After Christmas in Suffolk, we had spent a very enjoyable few days back among friends in London. The highlight, for me and my stomach, was a visit to Everest Curry King, which I'd never called on in a quarter century in the capital, but which I could not commend more completely. Not only is the food amazing and the cheapest we've found anywhere in the country, but the people are so damn friendly. M recalled the occasion at the end of the nineties when we'd walked a group of drunk Geordies from the Blue Posts on Berwick Street to Leicester Square tube. 'Tha's fookin greet ovya man. I orlaz thought Cockneys was a reet buncha unfrenly coonts,' their translator offered as he groped for his Travelcard. We didn't tell him that he'd said that six times already, and that we were only doing it to prove him wrong.

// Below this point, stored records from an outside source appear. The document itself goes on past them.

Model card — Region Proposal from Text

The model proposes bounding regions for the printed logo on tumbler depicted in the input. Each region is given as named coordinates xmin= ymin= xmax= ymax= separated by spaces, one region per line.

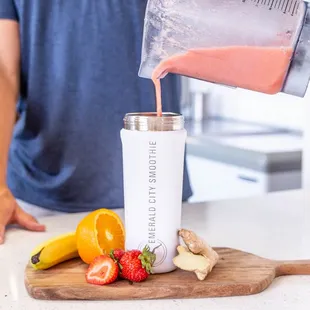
xmin=139 ymin=141 xmax=167 ymax=267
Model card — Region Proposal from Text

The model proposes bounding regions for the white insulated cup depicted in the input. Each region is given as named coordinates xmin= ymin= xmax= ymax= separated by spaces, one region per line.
xmin=121 ymin=113 xmax=187 ymax=273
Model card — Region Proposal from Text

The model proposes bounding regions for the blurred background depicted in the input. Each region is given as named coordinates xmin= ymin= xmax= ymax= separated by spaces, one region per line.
xmin=182 ymin=78 xmax=310 ymax=202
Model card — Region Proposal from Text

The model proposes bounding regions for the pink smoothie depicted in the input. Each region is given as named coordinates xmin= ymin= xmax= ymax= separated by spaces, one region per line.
xmin=152 ymin=46 xmax=293 ymax=116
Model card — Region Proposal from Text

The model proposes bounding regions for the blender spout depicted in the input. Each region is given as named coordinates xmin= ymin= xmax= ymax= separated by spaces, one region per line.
xmin=282 ymin=3 xmax=310 ymax=98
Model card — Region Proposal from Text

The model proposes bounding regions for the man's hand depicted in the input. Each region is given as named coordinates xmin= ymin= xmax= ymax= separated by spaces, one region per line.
xmin=0 ymin=187 xmax=45 ymax=244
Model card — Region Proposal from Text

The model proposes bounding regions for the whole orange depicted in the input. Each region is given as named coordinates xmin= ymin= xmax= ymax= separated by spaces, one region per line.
xmin=76 ymin=209 xmax=125 ymax=264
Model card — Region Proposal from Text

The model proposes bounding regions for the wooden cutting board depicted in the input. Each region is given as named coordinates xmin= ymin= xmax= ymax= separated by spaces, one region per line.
xmin=25 ymin=248 xmax=310 ymax=300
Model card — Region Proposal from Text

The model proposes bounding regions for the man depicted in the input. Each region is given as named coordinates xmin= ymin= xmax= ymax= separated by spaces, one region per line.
xmin=0 ymin=0 xmax=191 ymax=243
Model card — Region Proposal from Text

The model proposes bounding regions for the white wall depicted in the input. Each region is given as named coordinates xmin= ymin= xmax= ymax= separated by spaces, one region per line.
xmin=189 ymin=79 xmax=306 ymax=130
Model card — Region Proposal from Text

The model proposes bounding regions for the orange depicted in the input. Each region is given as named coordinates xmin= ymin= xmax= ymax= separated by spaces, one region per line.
xmin=76 ymin=209 xmax=125 ymax=264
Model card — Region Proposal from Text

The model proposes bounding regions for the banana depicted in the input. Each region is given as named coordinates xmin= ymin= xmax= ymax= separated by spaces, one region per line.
xmin=30 ymin=232 xmax=79 ymax=270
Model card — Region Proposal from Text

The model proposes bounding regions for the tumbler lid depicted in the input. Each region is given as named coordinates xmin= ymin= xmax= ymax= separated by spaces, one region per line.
xmin=124 ymin=112 xmax=184 ymax=131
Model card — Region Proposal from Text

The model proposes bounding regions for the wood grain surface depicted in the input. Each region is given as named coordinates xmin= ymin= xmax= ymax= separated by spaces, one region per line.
xmin=25 ymin=248 xmax=310 ymax=300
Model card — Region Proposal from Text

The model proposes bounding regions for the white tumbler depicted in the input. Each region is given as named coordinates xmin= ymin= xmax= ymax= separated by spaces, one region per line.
xmin=121 ymin=113 xmax=187 ymax=273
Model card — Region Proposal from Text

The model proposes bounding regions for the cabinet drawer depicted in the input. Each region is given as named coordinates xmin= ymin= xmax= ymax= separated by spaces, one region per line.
xmin=187 ymin=155 xmax=267 ymax=202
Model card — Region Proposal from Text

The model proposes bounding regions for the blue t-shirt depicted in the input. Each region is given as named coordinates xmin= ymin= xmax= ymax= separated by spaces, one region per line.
xmin=0 ymin=0 xmax=191 ymax=212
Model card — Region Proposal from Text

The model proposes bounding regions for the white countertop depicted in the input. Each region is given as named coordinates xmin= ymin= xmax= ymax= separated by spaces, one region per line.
xmin=0 ymin=191 xmax=310 ymax=310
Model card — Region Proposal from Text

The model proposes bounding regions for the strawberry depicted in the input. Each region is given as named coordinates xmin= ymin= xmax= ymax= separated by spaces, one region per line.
xmin=119 ymin=246 xmax=156 ymax=282
xmin=86 ymin=255 xmax=119 ymax=285
xmin=110 ymin=249 xmax=125 ymax=262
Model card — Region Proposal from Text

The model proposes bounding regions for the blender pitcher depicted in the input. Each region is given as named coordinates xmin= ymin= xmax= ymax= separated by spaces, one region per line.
xmin=139 ymin=0 xmax=310 ymax=97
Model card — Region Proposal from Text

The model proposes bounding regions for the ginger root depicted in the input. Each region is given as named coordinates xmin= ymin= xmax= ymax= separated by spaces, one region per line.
xmin=173 ymin=229 xmax=219 ymax=281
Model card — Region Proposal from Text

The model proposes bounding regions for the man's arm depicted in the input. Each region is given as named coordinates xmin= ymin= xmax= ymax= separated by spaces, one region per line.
xmin=0 ymin=20 xmax=20 ymax=186
xmin=0 ymin=20 xmax=45 ymax=244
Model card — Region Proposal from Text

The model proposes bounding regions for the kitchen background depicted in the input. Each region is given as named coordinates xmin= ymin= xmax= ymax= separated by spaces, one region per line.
xmin=182 ymin=78 xmax=310 ymax=202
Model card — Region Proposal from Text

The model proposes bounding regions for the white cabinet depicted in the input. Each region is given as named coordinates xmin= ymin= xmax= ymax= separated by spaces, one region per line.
xmin=187 ymin=155 xmax=267 ymax=202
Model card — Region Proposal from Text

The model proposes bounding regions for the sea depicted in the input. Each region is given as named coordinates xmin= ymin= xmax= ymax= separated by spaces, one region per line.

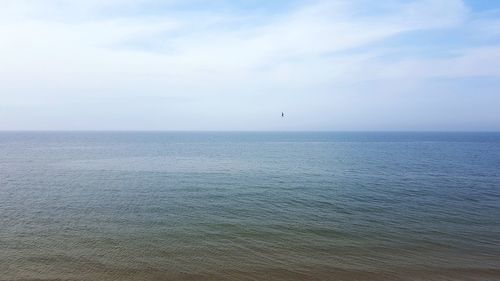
xmin=0 ymin=132 xmax=500 ymax=281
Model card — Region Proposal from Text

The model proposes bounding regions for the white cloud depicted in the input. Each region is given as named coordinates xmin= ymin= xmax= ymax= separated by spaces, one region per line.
xmin=0 ymin=0 xmax=500 ymax=129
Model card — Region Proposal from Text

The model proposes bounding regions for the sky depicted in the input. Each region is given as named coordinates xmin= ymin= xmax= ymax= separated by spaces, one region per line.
xmin=0 ymin=0 xmax=500 ymax=131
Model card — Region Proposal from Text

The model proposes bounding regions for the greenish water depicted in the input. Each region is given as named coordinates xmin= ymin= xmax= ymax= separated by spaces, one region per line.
xmin=0 ymin=132 xmax=500 ymax=280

After return visits to York and Richmond, Leeds revealed a lot of what we'd missed the first time, an inner city residential district with lots going for it, the waterways and industrial buildings, and in particular the breweries based in them. Northern Monk's Refectory was everything that the Magic Rock Tap wasn't, with the added bonus of a sign saying they'd spent £1872 replacing stolen glassware in the last year, and that they were "as tight as anyone else from Yorkshire," so if you liked their glasses so much, why didn't you just buy one? Durham, meanwhile, seems to be a city that is absolutely dependent on its university and its cathedral for the entirety of its identity. Take those institutions away, and the Jack Wills would go out of business, leaving little but the building works of desperate-looking redevelopment around the river on which my brother had shouted at teams of eight strong women at a time so long ago.
The boys set an excellent example of getting on board with this house thing, despite the fact that it couldn't be much further away from Worthing, which was their preference. They were cheered enough by the discovery of a decent sweetshop in the town that they turned from flat refusal to a kind of acceptance on a sixpence. This says much about the fickleness of kids but also their supportive relationship - having each other, and a place they can go for sugar, will be enough.
There are friendly faces everywhere you go, I'd told them as we were setting out in July, and we've seen dozens of them since, but now it looks like we will be living in the one town that is furthest away from any of them. The boys will make friends easily, I think (and hope), but what about their parents? And if Northern Monk are right about Yorkshire, to hell with friends, what about customers?